The potential loss of the uranium fuel market for nuclear power plants in the West could be another significant blow to Russia’s economy. Western countries have been exploring alternative sources of uranium to reduce dependence on the Russian supply and weaken its financial support for the war in Ukraine. Kazakhstan’s state-owned company, Kazatomprom, is emerging as a potential alternative supplier of nuclear fuel.
Kazatomprom is preparing to increase uranium fuel production to meet demand from new buyers, with the first contracts expected to be signed no later than 2025. The company currently produces about 40% of the world’s uranium and exports all of it. With global demand for uranium expected to rise by about a third by 2030, Kazakhstan has a real opportunity to capture a significant market share in this segment.
The United States is among the countries looking to reduce their dependence on Russian-supplied uranium. Despite the invasion of Ukraine, exports of Russian nuclear fuel have not decreased, and in fact, have increased, maintaining Kremlin’s income and influence with buyers worldwide.
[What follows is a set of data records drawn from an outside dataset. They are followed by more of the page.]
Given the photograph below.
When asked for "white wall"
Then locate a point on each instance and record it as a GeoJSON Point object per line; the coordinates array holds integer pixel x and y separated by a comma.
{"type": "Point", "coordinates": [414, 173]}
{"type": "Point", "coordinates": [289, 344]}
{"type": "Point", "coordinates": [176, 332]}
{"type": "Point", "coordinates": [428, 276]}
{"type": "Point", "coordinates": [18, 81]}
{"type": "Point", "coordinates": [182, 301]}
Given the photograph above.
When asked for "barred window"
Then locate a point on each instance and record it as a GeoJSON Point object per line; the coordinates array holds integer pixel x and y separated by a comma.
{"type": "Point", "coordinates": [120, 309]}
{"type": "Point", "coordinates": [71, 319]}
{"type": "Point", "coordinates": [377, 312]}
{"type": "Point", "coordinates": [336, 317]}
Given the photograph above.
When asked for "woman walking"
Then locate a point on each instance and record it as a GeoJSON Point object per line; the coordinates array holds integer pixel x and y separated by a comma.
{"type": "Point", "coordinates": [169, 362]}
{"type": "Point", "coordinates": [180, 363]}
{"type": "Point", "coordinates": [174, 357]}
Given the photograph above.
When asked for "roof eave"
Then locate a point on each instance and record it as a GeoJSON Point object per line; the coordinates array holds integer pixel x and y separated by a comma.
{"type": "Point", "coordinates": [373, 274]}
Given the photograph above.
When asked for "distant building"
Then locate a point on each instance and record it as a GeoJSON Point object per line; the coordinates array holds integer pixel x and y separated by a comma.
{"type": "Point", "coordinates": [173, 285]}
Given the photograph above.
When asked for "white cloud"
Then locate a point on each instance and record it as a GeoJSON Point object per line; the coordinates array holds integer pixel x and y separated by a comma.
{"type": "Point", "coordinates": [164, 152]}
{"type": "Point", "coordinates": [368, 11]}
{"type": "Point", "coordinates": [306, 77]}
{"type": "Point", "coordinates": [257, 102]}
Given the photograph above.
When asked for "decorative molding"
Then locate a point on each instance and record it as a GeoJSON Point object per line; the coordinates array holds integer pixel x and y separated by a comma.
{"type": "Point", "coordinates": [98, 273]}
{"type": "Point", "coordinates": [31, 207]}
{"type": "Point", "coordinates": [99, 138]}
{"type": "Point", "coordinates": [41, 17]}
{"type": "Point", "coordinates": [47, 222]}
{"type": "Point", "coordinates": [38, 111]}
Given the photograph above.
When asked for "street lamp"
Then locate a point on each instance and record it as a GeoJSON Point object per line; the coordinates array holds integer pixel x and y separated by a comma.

Kazatomprom plans to open a new uranium supply route bypassing Russia, possibly through one of China’s seaports, as Beijing is also seeking new long-term sources of nuclear fuel. The first shipment of low-enriched uranium fuel assemblies was delivered to the Chinese General Nuclear Power Corporation in December 2022.
As of now, Rosatom has not been included in the European lists of sanctioned Russian companies. However, several countries, such as France and Hungary, remain heavily dependent on Russian nuclear fuel. If Western countries continue to find and establish alternative sources of uranium, Russia may face significant losses in this market.